In many instances, Magnus did not have robust procedures on how management and board conduct risk evaluations, approvals, agreements, records and even how money was transferred and cheques issued, leaving the company with no recourse in getting back some of those investments.

One cannot help but wonder where was the oversight and due diligence by the board? What were the independent directors doing? Were concerns raised? More importantly, can this blatant misgovernance be prevented from happening again under Singapore Exchange Regulation's new risk-based approach and more stringent disclosure requirements?

No remorse

At the EGM, neither CEO Luke Ho nor the independent director Seet Chor Hoon appeared to be remorseful. Mr Ho brazenly asked the roomful of about 100 angry retail shareholders to support future share issuance and consolidation in the event that the company has to consider a reverse takeover (RTO) if it fails to get out of the trading suspension. Ms Seet seemed happy to hide behind the guise of poor English comprehension - which if indeed true, is unacceptable given her responsibility as an independent director, and the fact that money spent was not hers but belonged to investors who had put their trust in her to do her job.
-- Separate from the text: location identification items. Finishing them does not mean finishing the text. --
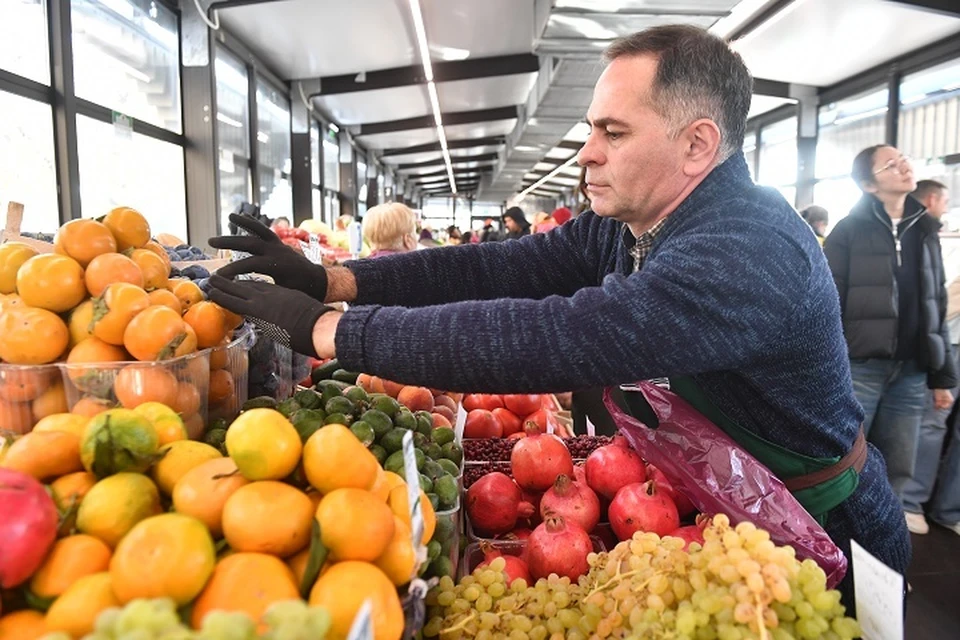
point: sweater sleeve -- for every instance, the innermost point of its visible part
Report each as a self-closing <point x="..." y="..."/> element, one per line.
<point x="556" y="263"/>
<point x="837" y="249"/>
<point x="707" y="301"/>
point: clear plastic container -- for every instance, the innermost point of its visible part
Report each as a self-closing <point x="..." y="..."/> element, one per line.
<point x="29" y="393"/>
<point x="182" y="384"/>
<point x="229" y="375"/>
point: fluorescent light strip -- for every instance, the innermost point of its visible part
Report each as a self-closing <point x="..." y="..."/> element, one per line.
<point x="432" y="87"/>
<point x="548" y="176"/>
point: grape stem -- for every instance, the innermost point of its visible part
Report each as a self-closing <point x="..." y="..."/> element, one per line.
<point x="761" y="625"/>
<point x="460" y="625"/>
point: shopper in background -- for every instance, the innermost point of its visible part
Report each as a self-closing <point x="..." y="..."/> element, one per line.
<point x="390" y="228"/>
<point x="886" y="262"/>
<point x="683" y="269"/>
<point x="945" y="505"/>
<point x="818" y="219"/>
<point x="516" y="224"/>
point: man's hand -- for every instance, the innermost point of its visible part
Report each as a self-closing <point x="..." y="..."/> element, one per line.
<point x="942" y="398"/>
<point x="285" y="315"/>
<point x="270" y="256"/>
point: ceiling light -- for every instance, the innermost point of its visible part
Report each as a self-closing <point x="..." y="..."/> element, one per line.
<point x="548" y="176"/>
<point x="431" y="87"/>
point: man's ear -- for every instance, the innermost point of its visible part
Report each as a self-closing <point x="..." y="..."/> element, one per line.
<point x="702" y="145"/>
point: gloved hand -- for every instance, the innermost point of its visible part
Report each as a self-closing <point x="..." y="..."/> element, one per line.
<point x="284" y="315"/>
<point x="271" y="257"/>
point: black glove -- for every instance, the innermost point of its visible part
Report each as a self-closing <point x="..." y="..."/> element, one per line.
<point x="271" y="257"/>
<point x="284" y="315"/>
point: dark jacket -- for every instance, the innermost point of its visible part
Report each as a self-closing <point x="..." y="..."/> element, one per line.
<point x="862" y="253"/>
<point x="735" y="293"/>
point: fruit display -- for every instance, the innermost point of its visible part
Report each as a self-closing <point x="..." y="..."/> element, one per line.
<point x="98" y="323"/>
<point x="737" y="584"/>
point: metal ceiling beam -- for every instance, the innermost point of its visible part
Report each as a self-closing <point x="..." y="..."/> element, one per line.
<point x="427" y="122"/>
<point x="944" y="7"/>
<point x="480" y="157"/>
<point x="451" y="144"/>
<point x="443" y="71"/>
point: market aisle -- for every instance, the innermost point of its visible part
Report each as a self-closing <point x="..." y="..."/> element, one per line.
<point x="932" y="611"/>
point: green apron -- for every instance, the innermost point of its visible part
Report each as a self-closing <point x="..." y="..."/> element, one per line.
<point x="818" y="500"/>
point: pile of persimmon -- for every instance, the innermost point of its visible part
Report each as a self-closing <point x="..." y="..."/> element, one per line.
<point x="103" y="296"/>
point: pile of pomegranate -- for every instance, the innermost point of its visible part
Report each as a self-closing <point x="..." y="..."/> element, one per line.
<point x="555" y="506"/>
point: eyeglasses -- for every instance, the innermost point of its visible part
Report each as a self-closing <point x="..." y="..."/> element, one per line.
<point x="896" y="165"/>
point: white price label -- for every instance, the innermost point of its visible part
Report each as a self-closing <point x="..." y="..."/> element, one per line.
<point x="879" y="593"/>
<point x="362" y="627"/>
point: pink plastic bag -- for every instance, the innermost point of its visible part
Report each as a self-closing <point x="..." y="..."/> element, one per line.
<point x="721" y="477"/>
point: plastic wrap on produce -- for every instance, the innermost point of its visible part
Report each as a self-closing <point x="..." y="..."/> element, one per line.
<point x="721" y="477"/>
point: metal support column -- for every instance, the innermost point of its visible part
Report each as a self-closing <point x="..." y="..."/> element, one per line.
<point x="201" y="159"/>
<point x="64" y="109"/>
<point x="807" y="103"/>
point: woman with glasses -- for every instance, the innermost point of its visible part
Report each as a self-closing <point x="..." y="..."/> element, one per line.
<point x="886" y="261"/>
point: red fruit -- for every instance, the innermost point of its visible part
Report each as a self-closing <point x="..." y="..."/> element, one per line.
<point x="508" y="420"/>
<point x="538" y="459"/>
<point x="614" y="466"/>
<point x="574" y="501"/>
<point x="481" y="424"/>
<point x="691" y="533"/>
<point x="494" y="504"/>
<point x="416" y="398"/>
<point x="641" y="507"/>
<point x="440" y="421"/>
<point x="28" y="527"/>
<point x="522" y="404"/>
<point x="515" y="567"/>
<point x="684" y="506"/>
<point x="559" y="547"/>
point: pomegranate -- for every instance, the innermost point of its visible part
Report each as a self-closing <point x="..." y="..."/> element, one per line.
<point x="684" y="506"/>
<point x="613" y="466"/>
<point x="559" y="547"/>
<point x="481" y="424"/>
<point x="538" y="459"/>
<point x="515" y="567"/>
<point x="494" y="504"/>
<point x="691" y="533"/>
<point x="508" y="420"/>
<point x="642" y="507"/>
<point x="574" y="501"/>
<point x="28" y="527"/>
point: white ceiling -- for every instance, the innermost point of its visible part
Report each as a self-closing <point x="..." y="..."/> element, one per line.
<point x="812" y="42"/>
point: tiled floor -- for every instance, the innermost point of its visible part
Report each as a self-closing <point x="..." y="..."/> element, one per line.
<point x="933" y="608"/>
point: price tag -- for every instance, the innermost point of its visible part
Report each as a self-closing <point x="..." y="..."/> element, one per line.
<point x="362" y="627"/>
<point x="879" y="593"/>
<point x="413" y="495"/>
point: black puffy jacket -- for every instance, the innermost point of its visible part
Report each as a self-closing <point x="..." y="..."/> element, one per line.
<point x="862" y="253"/>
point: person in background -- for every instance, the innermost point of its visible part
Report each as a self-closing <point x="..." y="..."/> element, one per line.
<point x="945" y="504"/>
<point x="516" y="224"/>
<point x="886" y="262"/>
<point x="390" y="228"/>
<point x="818" y="219"/>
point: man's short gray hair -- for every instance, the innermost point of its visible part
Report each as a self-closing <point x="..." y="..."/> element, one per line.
<point x="698" y="76"/>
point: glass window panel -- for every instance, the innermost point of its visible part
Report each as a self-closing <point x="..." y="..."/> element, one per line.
<point x="126" y="57"/>
<point x="848" y="126"/>
<point x="314" y="153"/>
<point x="331" y="161"/>
<point x="778" y="154"/>
<point x="23" y="39"/>
<point x="273" y="148"/>
<point x="233" y="107"/>
<point x="27" y="167"/>
<point x="133" y="170"/>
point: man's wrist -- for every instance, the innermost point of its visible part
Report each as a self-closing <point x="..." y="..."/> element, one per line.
<point x="325" y="334"/>
<point x="341" y="285"/>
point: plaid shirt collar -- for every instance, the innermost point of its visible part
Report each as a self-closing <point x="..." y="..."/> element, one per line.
<point x="642" y="246"/>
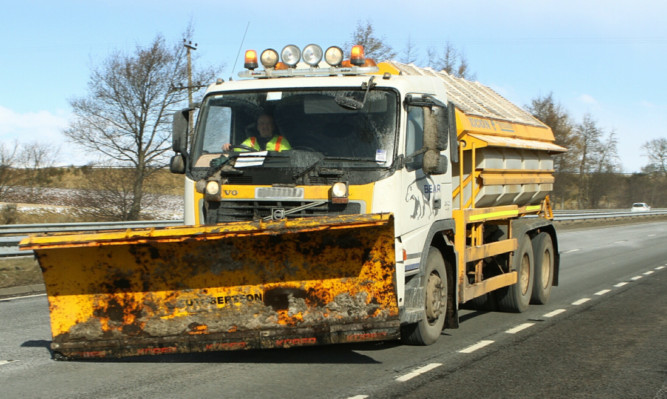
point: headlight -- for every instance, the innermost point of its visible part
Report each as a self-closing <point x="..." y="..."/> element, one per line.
<point x="339" y="193"/>
<point x="250" y="59"/>
<point x="269" y="58"/>
<point x="290" y="55"/>
<point x="312" y="54"/>
<point x="357" y="55"/>
<point x="213" y="188"/>
<point x="333" y="56"/>
<point x="200" y="186"/>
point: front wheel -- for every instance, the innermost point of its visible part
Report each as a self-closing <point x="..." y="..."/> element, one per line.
<point x="434" y="284"/>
As the regime moves towards tighter continuous disclosure requirements, it will be harder for companies like Magnus to repeatedly raise funds as more information will be sought for dilutive rights issues. This includes a board statement on why a rights issue is in the company's interest, particularly if the company conducts a rights issue within one year from its previous equity fund raising.

However, the enforcement regime - especially on directors - needs to be further fine-tuned, even as the reliance on professionals increases and they are held accountable. Ultimately, the responsibility lies with directors - often, the first point of contact for auditors or regulators and other professionals. Information provided is as good as what the board is prepared to say.

Corporate governance and directors' duties are mainly regulated legislations including the Companies Act (Chapter 50), which is administered by the Accounting and Corporate Regulatory Authority (Acra), and the Securities and Futures Act (Chapter 289) under the Monetary Authority of Singapore (MAS). The problem with inter-organisation reliance is that whenever an issue crops up, it has to fight with other priorities and limitations faced by the other side.

Magnus also provides a lesson for retail investors. Many of the company's transactions had been approved by shareholders, which included the old management and board. This would not have happened if minorities came out to vote - like they did on Jan 9. That meeting was very well attended for a Catalist firm, with many intelligent questions asked. Retail investors are no longer looking for free meals or door gifts, but are serious about their investments.

Let's attend every general meeting, and not just when the company hits the headlines. Shareholders need to understand what they have invested in, and not merely follow the crowd. The problem with that kind of investing is no one tells you when to get out.